Fuji Gotemba distillery
- Location: Shibanuta 970 Gotemba,; Shizuoka Prefecture, 412-0003; Japan;
- Coordinates: 35°20′11.86″N 138°53′48.26″E﻿ / ﻿35.3366278°N 138.8967389°E
- Owner: Kirin Distillery Company
- Founded: 1972
- Status: Active
- Water source: Mount Fuji
- No. of stills: 4 pot stills
- Website: Fuji-Gotemba distillery (in Japanese)

= Fuji Gotemba distillery =

Fuji Gotemba distillery (富士御殿場蒸溜所, Fuji Gotenba jōryūsho) is a Japanese whisky distillery owned by the Kirin group.

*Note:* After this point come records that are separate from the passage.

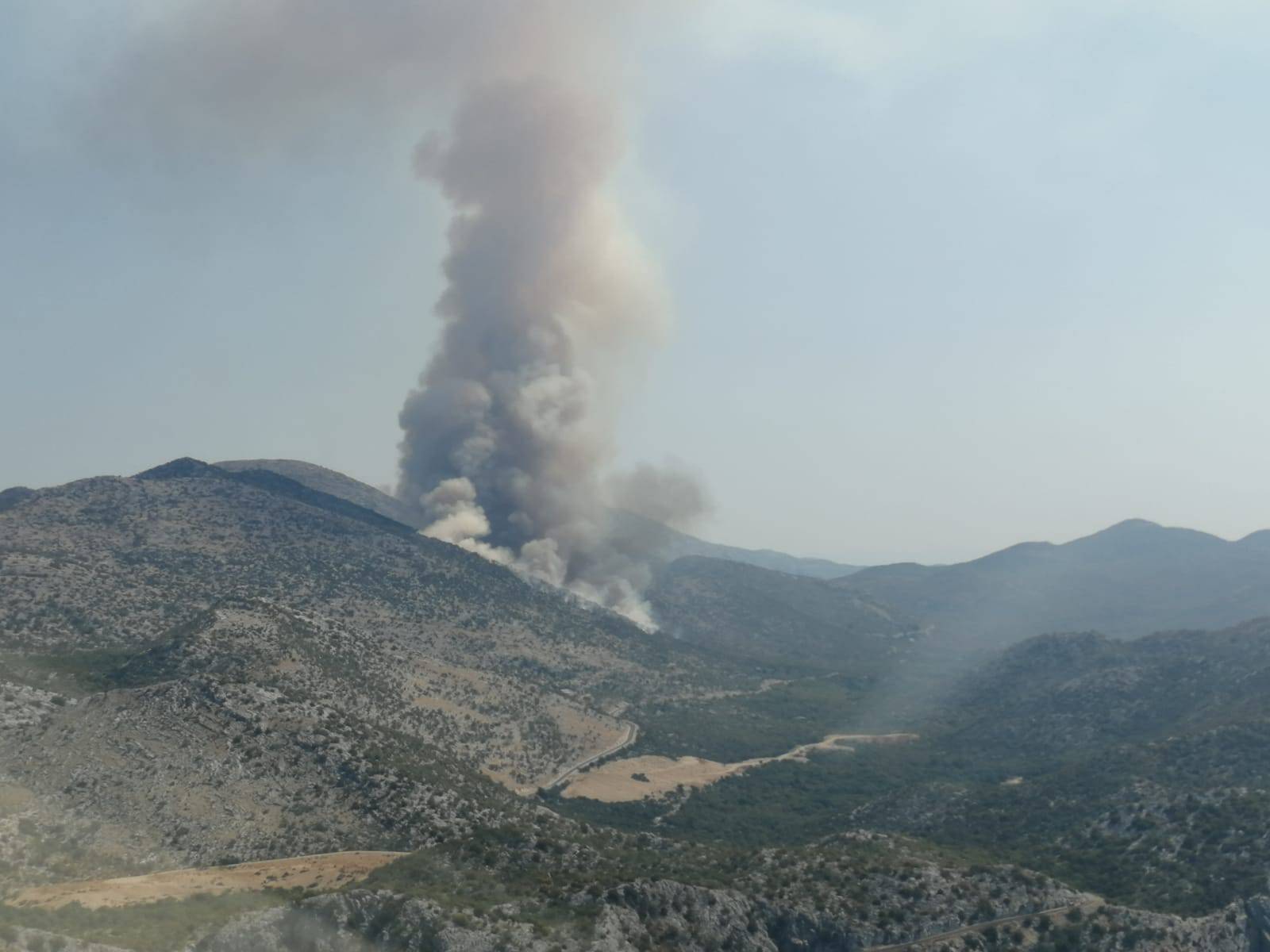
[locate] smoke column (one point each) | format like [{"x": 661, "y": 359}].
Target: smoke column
[
  {"x": 552, "y": 304},
  {"x": 549, "y": 298}
]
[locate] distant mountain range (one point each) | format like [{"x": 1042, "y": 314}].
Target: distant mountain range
[
  {"x": 1130, "y": 581},
  {"x": 667, "y": 543},
  {"x": 775, "y": 619}
]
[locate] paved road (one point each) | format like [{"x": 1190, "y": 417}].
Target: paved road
[
  {"x": 630, "y": 738},
  {"x": 979, "y": 927}
]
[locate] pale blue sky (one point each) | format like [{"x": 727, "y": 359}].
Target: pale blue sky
[{"x": 946, "y": 276}]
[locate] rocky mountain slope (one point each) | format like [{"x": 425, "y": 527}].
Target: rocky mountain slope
[
  {"x": 202, "y": 664},
  {"x": 1132, "y": 579},
  {"x": 653, "y": 536},
  {"x": 1138, "y": 771}
]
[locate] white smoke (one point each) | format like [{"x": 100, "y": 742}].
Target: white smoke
[{"x": 552, "y": 301}]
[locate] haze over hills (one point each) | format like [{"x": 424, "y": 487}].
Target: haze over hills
[
  {"x": 207, "y": 664},
  {"x": 770, "y": 617},
  {"x": 668, "y": 543},
  {"x": 1128, "y": 581}
]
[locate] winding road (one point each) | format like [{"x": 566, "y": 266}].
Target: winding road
[{"x": 630, "y": 738}]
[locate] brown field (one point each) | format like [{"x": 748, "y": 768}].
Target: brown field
[
  {"x": 323, "y": 871},
  {"x": 615, "y": 782}
]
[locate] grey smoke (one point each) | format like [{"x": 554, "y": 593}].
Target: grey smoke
[
  {"x": 552, "y": 302},
  {"x": 549, "y": 300}
]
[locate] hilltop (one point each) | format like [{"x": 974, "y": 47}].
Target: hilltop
[{"x": 1128, "y": 581}]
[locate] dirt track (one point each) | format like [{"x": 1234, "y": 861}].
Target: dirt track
[
  {"x": 618, "y": 782},
  {"x": 321, "y": 871}
]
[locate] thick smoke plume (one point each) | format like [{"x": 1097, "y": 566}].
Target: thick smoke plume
[
  {"x": 552, "y": 302},
  {"x": 550, "y": 298}
]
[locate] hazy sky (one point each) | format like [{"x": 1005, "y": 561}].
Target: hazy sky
[{"x": 946, "y": 276}]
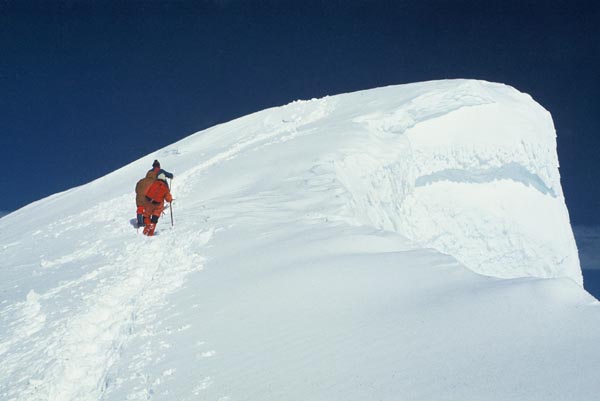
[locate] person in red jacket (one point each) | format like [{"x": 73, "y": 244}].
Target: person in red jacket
[{"x": 156, "y": 195}]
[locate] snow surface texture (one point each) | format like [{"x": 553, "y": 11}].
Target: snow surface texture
[{"x": 324, "y": 250}]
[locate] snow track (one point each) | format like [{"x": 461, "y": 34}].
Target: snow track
[{"x": 80, "y": 346}]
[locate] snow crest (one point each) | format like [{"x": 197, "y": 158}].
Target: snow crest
[{"x": 318, "y": 251}]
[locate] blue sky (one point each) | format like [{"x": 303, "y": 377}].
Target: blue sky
[{"x": 87, "y": 87}]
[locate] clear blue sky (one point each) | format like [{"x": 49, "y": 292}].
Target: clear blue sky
[{"x": 87, "y": 87}]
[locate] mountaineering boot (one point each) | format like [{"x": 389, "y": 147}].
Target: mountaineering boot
[{"x": 149, "y": 229}]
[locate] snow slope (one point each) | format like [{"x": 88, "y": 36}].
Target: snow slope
[{"x": 402, "y": 243}]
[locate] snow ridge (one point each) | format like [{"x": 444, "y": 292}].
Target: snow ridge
[{"x": 319, "y": 250}]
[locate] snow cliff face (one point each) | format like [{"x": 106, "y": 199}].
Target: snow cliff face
[{"x": 318, "y": 252}]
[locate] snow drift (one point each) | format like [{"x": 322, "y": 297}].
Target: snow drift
[{"x": 321, "y": 250}]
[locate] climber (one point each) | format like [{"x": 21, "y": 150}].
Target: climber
[
  {"x": 154, "y": 199},
  {"x": 141, "y": 187},
  {"x": 140, "y": 195}
]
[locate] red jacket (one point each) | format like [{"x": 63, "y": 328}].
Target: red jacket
[{"x": 159, "y": 192}]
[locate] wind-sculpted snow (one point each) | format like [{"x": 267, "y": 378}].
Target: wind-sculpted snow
[{"x": 320, "y": 250}]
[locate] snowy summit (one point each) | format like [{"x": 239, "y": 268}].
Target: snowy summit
[{"x": 402, "y": 243}]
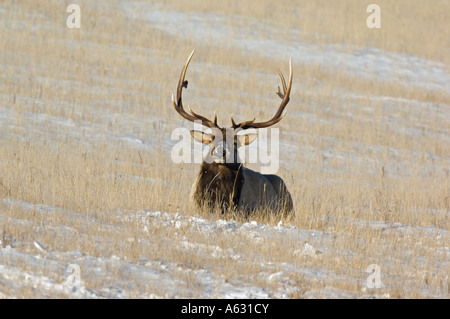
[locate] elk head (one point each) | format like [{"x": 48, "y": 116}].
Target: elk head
[{"x": 224, "y": 142}]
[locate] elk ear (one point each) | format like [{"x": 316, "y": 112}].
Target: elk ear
[
  {"x": 247, "y": 139},
  {"x": 201, "y": 137}
]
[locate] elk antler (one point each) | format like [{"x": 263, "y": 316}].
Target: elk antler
[
  {"x": 179, "y": 104},
  {"x": 279, "y": 115}
]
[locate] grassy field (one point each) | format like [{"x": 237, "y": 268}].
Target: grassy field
[{"x": 86, "y": 118}]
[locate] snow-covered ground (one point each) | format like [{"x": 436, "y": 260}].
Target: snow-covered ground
[{"x": 30, "y": 266}]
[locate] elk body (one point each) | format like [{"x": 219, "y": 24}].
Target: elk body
[{"x": 223, "y": 182}]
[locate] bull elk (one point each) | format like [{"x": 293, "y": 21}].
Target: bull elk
[{"x": 223, "y": 182}]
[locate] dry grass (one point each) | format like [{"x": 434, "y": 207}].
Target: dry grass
[{"x": 70, "y": 97}]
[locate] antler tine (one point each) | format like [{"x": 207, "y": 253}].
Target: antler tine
[
  {"x": 280, "y": 114},
  {"x": 179, "y": 104}
]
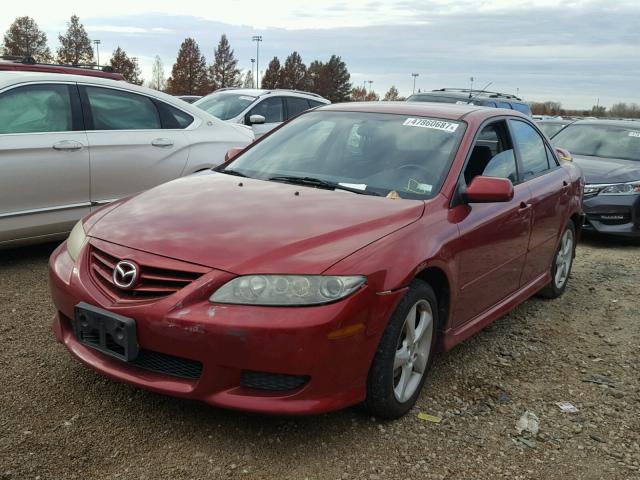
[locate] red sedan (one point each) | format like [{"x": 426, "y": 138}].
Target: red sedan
[{"x": 324, "y": 265}]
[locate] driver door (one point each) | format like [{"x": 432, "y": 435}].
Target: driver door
[{"x": 493, "y": 236}]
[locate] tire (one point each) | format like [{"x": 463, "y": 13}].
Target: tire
[
  {"x": 562, "y": 263},
  {"x": 391, "y": 392}
]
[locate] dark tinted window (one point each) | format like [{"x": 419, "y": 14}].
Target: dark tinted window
[
  {"x": 36, "y": 108},
  {"x": 492, "y": 155},
  {"x": 270, "y": 108},
  {"x": 608, "y": 141},
  {"x": 296, "y": 106},
  {"x": 521, "y": 107},
  {"x": 118, "y": 110},
  {"x": 531, "y": 148}
]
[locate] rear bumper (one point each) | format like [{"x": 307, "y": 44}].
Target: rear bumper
[
  {"x": 613, "y": 215},
  {"x": 230, "y": 342}
]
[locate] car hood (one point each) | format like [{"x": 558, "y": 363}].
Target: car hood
[
  {"x": 607, "y": 170},
  {"x": 243, "y": 225}
]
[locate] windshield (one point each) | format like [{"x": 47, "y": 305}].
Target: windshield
[
  {"x": 225, "y": 105},
  {"x": 608, "y": 141},
  {"x": 367, "y": 152}
]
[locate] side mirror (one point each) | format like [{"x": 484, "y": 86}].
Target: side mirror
[
  {"x": 256, "y": 120},
  {"x": 564, "y": 155},
  {"x": 489, "y": 190},
  {"x": 231, "y": 154}
]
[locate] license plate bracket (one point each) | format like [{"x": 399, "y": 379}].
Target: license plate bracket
[{"x": 105, "y": 331}]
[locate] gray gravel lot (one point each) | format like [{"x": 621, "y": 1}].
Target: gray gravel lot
[{"x": 60, "y": 420}]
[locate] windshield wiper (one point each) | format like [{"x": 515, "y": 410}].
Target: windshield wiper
[
  {"x": 319, "y": 183},
  {"x": 233, "y": 172}
]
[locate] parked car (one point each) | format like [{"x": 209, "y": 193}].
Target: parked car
[
  {"x": 552, "y": 126},
  {"x": 189, "y": 98},
  {"x": 262, "y": 110},
  {"x": 362, "y": 238},
  {"x": 473, "y": 97},
  {"x": 69, "y": 144},
  {"x": 608, "y": 152},
  {"x": 28, "y": 64}
]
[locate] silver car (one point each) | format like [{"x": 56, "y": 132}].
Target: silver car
[
  {"x": 69, "y": 144},
  {"x": 260, "y": 109}
]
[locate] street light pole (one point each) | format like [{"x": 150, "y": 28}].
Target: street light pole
[
  {"x": 257, "y": 39},
  {"x": 97, "y": 43}
]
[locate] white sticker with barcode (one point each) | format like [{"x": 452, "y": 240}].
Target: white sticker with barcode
[{"x": 433, "y": 124}]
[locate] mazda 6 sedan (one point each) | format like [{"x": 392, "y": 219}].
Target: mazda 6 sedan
[{"x": 325, "y": 264}]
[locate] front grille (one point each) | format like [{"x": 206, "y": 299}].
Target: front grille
[
  {"x": 154, "y": 283},
  {"x": 271, "y": 381},
  {"x": 167, "y": 364}
]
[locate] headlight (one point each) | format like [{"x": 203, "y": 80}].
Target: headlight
[
  {"x": 630, "y": 188},
  {"x": 76, "y": 240},
  {"x": 287, "y": 290}
]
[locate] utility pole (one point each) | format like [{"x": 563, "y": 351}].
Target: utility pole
[
  {"x": 257, "y": 39},
  {"x": 97, "y": 43},
  {"x": 414, "y": 75}
]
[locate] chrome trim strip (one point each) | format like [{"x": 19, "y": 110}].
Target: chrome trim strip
[{"x": 45, "y": 210}]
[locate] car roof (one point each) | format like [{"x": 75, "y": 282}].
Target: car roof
[
  {"x": 259, "y": 92},
  {"x": 605, "y": 122},
  {"x": 450, "y": 111},
  {"x": 16, "y": 77}
]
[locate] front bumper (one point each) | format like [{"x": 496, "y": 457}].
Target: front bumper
[
  {"x": 232, "y": 343},
  {"x": 613, "y": 214}
]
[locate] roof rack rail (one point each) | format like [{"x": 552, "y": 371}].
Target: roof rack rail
[
  {"x": 476, "y": 92},
  {"x": 28, "y": 60}
]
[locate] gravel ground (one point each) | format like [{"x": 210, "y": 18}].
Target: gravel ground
[{"x": 59, "y": 420}]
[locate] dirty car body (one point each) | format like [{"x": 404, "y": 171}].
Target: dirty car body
[{"x": 271, "y": 284}]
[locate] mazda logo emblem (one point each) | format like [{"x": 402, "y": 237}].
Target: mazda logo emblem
[{"x": 125, "y": 275}]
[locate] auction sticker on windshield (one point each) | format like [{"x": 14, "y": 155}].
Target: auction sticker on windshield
[{"x": 433, "y": 124}]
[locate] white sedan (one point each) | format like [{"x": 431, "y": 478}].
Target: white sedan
[{"x": 70, "y": 143}]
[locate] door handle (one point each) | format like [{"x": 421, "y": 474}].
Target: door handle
[
  {"x": 162, "y": 142},
  {"x": 67, "y": 145}
]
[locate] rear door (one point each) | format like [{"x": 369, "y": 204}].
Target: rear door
[
  {"x": 550, "y": 198},
  {"x": 130, "y": 150},
  {"x": 44, "y": 160},
  {"x": 272, "y": 109},
  {"x": 493, "y": 236}
]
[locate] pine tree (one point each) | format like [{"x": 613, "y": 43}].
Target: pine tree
[
  {"x": 391, "y": 95},
  {"x": 24, "y": 38},
  {"x": 157, "y": 75},
  {"x": 271, "y": 77},
  {"x": 127, "y": 66},
  {"x": 189, "y": 73},
  {"x": 248, "y": 80},
  {"x": 294, "y": 73},
  {"x": 224, "y": 72},
  {"x": 75, "y": 46}
]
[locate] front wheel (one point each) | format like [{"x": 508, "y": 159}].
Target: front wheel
[
  {"x": 404, "y": 355},
  {"x": 562, "y": 263}
]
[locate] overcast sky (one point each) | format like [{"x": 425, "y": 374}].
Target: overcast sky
[{"x": 572, "y": 51}]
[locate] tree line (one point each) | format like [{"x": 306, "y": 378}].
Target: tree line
[{"x": 190, "y": 74}]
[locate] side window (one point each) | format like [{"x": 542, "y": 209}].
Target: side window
[
  {"x": 36, "y": 108},
  {"x": 296, "y": 106},
  {"x": 172, "y": 117},
  {"x": 492, "y": 155},
  {"x": 119, "y": 110},
  {"x": 271, "y": 109},
  {"x": 531, "y": 148}
]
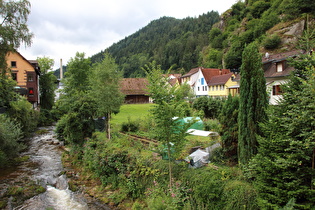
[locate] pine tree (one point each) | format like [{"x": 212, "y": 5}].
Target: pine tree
[
  {"x": 284, "y": 166},
  {"x": 229, "y": 127},
  {"x": 253, "y": 103}
]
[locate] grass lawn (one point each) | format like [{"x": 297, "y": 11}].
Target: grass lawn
[
  {"x": 135, "y": 112},
  {"x": 132, "y": 112}
]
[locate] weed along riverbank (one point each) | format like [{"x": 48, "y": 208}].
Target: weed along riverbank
[{"x": 40, "y": 181}]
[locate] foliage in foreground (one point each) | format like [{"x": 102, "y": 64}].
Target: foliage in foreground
[
  {"x": 284, "y": 167},
  {"x": 131, "y": 171},
  {"x": 10, "y": 134}
]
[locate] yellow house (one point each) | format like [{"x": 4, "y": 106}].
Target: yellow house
[
  {"x": 219, "y": 86},
  {"x": 26, "y": 73}
]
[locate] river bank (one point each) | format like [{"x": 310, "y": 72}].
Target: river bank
[{"x": 40, "y": 180}]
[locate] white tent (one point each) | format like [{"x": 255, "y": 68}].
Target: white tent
[
  {"x": 201, "y": 133},
  {"x": 198, "y": 158}
]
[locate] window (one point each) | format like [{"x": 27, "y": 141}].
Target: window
[
  {"x": 30, "y": 91},
  {"x": 276, "y": 90},
  {"x": 30, "y": 77},
  {"x": 279, "y": 67},
  {"x": 13, "y": 64},
  {"x": 14, "y": 76},
  {"x": 202, "y": 81}
]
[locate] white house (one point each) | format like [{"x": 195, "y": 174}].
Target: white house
[{"x": 198, "y": 79}]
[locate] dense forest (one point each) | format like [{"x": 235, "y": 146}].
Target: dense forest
[
  {"x": 211, "y": 40},
  {"x": 168, "y": 41}
]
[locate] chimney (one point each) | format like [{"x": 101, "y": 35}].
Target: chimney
[{"x": 61, "y": 70}]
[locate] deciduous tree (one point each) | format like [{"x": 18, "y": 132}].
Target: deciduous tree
[
  {"x": 47, "y": 83},
  {"x": 170, "y": 107},
  {"x": 105, "y": 89}
]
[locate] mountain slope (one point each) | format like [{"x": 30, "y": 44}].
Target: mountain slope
[{"x": 168, "y": 41}]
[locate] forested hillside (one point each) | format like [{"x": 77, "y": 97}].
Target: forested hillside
[
  {"x": 168, "y": 41},
  {"x": 215, "y": 41}
]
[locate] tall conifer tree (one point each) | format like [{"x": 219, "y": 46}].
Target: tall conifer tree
[{"x": 253, "y": 103}]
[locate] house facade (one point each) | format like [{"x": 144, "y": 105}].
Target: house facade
[
  {"x": 135, "y": 90},
  {"x": 198, "y": 79},
  {"x": 276, "y": 72},
  {"x": 219, "y": 86},
  {"x": 26, "y": 74}
]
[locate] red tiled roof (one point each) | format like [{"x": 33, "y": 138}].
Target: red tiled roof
[
  {"x": 134, "y": 86},
  {"x": 209, "y": 73},
  {"x": 220, "y": 79},
  {"x": 191, "y": 72}
]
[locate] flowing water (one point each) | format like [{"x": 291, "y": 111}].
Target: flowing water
[{"x": 44, "y": 166}]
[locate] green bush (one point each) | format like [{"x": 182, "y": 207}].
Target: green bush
[
  {"x": 45, "y": 117},
  {"x": 23, "y": 113},
  {"x": 130, "y": 126},
  {"x": 272, "y": 42},
  {"x": 210, "y": 106},
  {"x": 240, "y": 195},
  {"x": 10, "y": 134}
]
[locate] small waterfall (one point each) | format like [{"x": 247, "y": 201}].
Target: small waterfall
[{"x": 44, "y": 166}]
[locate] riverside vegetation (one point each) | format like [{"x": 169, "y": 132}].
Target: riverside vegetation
[{"x": 278, "y": 174}]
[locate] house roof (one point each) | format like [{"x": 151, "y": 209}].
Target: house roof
[
  {"x": 34, "y": 63},
  {"x": 220, "y": 79},
  {"x": 209, "y": 73},
  {"x": 270, "y": 64},
  {"x": 280, "y": 56},
  {"x": 134, "y": 86},
  {"x": 191, "y": 72}
]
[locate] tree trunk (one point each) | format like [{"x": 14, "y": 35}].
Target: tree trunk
[
  {"x": 169, "y": 163},
  {"x": 107, "y": 126}
]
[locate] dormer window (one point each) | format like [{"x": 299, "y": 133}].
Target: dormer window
[{"x": 279, "y": 67}]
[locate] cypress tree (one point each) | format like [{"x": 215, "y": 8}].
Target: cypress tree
[
  {"x": 283, "y": 169},
  {"x": 253, "y": 103}
]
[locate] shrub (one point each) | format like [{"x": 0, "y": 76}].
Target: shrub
[
  {"x": 21, "y": 110},
  {"x": 240, "y": 195},
  {"x": 210, "y": 106},
  {"x": 45, "y": 117},
  {"x": 130, "y": 126},
  {"x": 10, "y": 134},
  {"x": 272, "y": 42}
]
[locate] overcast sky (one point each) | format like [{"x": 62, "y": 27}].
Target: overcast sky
[{"x": 63, "y": 27}]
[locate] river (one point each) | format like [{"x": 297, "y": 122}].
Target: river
[{"x": 44, "y": 166}]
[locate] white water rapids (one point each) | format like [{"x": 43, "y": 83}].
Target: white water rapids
[{"x": 45, "y": 166}]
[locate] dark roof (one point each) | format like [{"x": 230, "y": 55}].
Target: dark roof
[
  {"x": 220, "y": 79},
  {"x": 280, "y": 56},
  {"x": 191, "y": 72},
  {"x": 134, "y": 86}
]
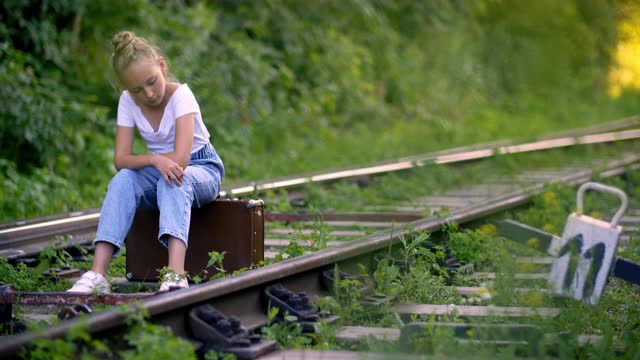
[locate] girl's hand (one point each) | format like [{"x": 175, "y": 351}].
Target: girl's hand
[{"x": 169, "y": 169}]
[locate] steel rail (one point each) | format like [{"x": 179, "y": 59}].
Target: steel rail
[
  {"x": 35, "y": 232},
  {"x": 242, "y": 291}
]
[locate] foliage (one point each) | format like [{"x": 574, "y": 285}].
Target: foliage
[
  {"x": 78, "y": 344},
  {"x": 286, "y": 86},
  {"x": 153, "y": 341},
  {"x": 284, "y": 329}
]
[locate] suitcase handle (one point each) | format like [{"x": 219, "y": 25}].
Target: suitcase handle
[{"x": 604, "y": 188}]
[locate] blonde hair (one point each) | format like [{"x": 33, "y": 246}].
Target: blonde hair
[{"x": 128, "y": 48}]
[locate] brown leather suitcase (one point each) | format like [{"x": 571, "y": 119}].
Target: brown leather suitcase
[{"x": 235, "y": 227}]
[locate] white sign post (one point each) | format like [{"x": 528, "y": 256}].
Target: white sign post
[{"x": 586, "y": 251}]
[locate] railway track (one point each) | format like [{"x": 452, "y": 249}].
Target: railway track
[{"x": 355, "y": 238}]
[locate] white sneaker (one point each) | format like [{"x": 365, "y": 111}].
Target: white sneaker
[
  {"x": 91, "y": 282},
  {"x": 173, "y": 281}
]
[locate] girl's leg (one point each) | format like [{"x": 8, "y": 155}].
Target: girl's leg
[
  {"x": 201, "y": 185},
  {"x": 128, "y": 190},
  {"x": 177, "y": 252},
  {"x": 102, "y": 257}
]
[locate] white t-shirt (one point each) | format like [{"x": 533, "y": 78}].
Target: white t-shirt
[{"x": 182, "y": 102}]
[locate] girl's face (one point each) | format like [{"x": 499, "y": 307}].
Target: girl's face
[{"x": 145, "y": 81}]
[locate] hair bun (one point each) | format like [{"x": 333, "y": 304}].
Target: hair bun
[{"x": 122, "y": 40}]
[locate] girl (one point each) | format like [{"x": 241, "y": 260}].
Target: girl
[{"x": 182, "y": 170}]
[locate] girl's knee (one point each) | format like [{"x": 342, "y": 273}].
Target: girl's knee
[{"x": 124, "y": 177}]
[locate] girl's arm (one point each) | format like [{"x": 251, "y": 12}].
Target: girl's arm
[
  {"x": 170, "y": 165},
  {"x": 184, "y": 140}
]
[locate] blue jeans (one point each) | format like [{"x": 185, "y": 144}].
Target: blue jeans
[{"x": 146, "y": 188}]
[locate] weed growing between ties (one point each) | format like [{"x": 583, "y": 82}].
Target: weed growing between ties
[
  {"x": 301, "y": 243},
  {"x": 143, "y": 340},
  {"x": 412, "y": 275}
]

The distillery is situated in the city of Gotemba (御殿場市, Gotenba-shi), on the southeastern flank of Mount Fuji in Shizuoka Prefecture, Chūbu region, Japan. It is 620 m above sea level, and its water source is Mount Fuji. It was established in 1972 by Kirin Seagram Ltd, now the Kirin Distillery Company.

Gotemba was selected as the site for the distillery because it was felt to have the climate most similar to Scotland: the city is much cooler and less humid (especially in summer) than other areas of Japan, with an average annual temperature of around 13°C.